On “The Boys,” Amazon Prime’s darkly comedic superhero drama, Antony Starr plays the evil Homelander, an avatar of American ultranationalism whose cruelty is only matched by his popularity among the public. To his fans, he is the perfect hero, but behind closed doors, he’s a cauldron of unequaled madness, nursing deep-seated insecurities that he uses to excuse his sociopathic behavior. But perhaps his most off-putting quality is his milk fetish, a bit of characterization that Starr explained is a manifestation of Homelander’s arrested development.
Homelander’s weird milk fetish shows up early in the series — during Season 1, in fact, when we see him quiver with pleasure as he samples some of Vought executive Madelyn Stillwell’s (Elisabeth Shue) breast milk. Of course, Homelander also has a bizarre sexual relationship with Stillwell that involves mommy play, making the psychological root of his obsession with her milk all too clear. Homelander, who is essentially a mega-powerful man-baby, is still psychologically stuck in a form of childhood.
As Starr explained at San Diego Comic-Con in 2020, “This guy is desperately, painfully lonely, and desperate for connection. And, of course, a big part of that was the lovely Elisabeth Shue-slash-Stillwell. But she wasn’t willing to let Homelander expand in Season 1 and fulfill what he believed he was capable of — his ‘mission,’ so to speak. So he dealt with his oedipal complex at the end of Season 1 … I guess there’s nothing more internal than milk as a way to connect dots between Season 1 and 2 and bring Stillwell back into his world a little bit. He finds traces of Stillwell and reconnects that way. And that is a moment of pure connection between Homelander and Stillwell.”
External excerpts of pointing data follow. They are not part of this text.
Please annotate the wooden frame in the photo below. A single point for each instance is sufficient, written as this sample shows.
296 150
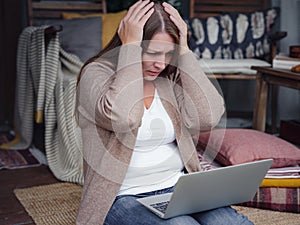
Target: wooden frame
206 8
42 10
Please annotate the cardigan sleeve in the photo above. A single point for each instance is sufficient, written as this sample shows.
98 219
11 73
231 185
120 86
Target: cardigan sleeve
200 104
113 99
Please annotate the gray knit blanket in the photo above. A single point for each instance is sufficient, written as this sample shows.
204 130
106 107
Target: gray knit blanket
45 92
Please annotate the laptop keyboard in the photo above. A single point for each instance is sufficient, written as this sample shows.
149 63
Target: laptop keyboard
161 206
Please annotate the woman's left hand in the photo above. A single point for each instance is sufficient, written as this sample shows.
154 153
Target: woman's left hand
180 24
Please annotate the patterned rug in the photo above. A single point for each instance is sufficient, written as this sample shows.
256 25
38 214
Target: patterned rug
58 204
13 159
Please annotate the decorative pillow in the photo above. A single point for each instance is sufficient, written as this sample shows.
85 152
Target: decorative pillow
81 36
110 23
235 146
232 35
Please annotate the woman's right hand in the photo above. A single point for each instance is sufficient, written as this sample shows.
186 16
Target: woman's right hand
131 27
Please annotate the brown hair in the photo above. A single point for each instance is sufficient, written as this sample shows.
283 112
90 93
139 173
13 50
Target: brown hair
159 21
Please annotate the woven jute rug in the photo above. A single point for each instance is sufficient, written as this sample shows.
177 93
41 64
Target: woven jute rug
58 204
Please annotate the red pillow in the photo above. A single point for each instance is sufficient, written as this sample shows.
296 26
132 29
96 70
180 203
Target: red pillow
235 146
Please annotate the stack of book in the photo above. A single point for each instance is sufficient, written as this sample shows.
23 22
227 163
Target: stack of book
283 61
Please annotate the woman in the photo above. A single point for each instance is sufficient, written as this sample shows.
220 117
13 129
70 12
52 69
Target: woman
138 104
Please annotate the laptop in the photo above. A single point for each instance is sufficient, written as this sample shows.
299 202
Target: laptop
205 190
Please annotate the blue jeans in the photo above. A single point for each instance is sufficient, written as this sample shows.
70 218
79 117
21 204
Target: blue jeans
127 211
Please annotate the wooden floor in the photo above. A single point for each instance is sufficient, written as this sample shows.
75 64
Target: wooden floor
11 210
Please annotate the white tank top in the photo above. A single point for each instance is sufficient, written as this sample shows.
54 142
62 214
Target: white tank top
156 162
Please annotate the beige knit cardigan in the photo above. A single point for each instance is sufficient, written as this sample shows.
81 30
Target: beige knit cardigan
110 110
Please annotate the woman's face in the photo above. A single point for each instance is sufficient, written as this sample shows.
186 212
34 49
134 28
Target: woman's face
158 55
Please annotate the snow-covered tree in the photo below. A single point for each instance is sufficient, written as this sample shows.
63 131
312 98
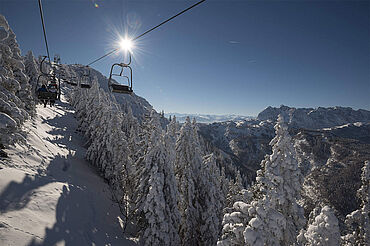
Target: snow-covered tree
15 99
322 230
188 169
358 222
156 212
211 201
273 217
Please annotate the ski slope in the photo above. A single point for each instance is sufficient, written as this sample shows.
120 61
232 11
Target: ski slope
49 195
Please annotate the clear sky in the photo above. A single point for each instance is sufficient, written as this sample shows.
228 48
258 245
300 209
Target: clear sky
222 57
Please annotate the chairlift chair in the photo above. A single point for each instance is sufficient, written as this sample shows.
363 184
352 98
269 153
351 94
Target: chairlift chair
85 80
120 88
46 95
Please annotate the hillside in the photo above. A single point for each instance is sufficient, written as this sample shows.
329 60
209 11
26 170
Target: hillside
49 194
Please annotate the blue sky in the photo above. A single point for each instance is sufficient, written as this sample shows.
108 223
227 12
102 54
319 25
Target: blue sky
222 57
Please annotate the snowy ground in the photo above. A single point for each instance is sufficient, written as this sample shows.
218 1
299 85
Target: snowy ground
49 195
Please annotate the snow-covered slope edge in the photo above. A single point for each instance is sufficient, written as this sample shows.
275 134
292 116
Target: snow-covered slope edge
16 101
49 195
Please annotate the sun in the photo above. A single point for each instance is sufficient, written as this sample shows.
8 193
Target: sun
126 44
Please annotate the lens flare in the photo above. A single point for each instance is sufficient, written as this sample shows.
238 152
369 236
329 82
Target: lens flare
126 44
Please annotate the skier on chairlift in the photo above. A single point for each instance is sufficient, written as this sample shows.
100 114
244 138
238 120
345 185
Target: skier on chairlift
43 89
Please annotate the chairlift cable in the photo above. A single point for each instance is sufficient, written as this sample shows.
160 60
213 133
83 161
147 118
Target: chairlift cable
43 28
113 51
Antony Starr says Homelander is emotionally weak
As Homelander’s ongoing milk fetish on “The Boys” symbolizes, Homelander is an emotional mess, the strongest man on the planet, yet still psychologically repressed into childhood. According to Antony Starr, who plays the maniacal supe, many of Homelander’s actions stem from his emotional ineptitude. “That’s the duality of the character.” Starr said. “These guys have really done a great job playing both sides of that. The strongest man on the show … is the weakest, emotionally, on the show, in my opinion.”
Expressing that duality through Homelander’s lust for Madelyn Stillwell’s breast milk (and, after her death, other types of milk as well) is not only an effective visual metaphor, it’s right on brand for a show that pushes the boundaries of good taste with every new season. In fact, on the list of disturbing things that have happened on “The Boys,” Homelander’s taste for milk ranks as relatively tame. In a world dominated by family-friendly superhero fare like that produced by Disney’s MCU, “The Boys” stands out through its inversion of the genre’s tropes. It is a menagerie of the grotesque, where the shocking content isn’t simply there to offend, but to drive home the show’s message.
Indeed, every member of The Seven has a weakness, some physical, others psychological. Homelander’s is his craving for approval and his lack of any parental figures. No wonder he latches on to Stillwell both figuratively and literally; she’s the closest thing he’s ever had to a mother.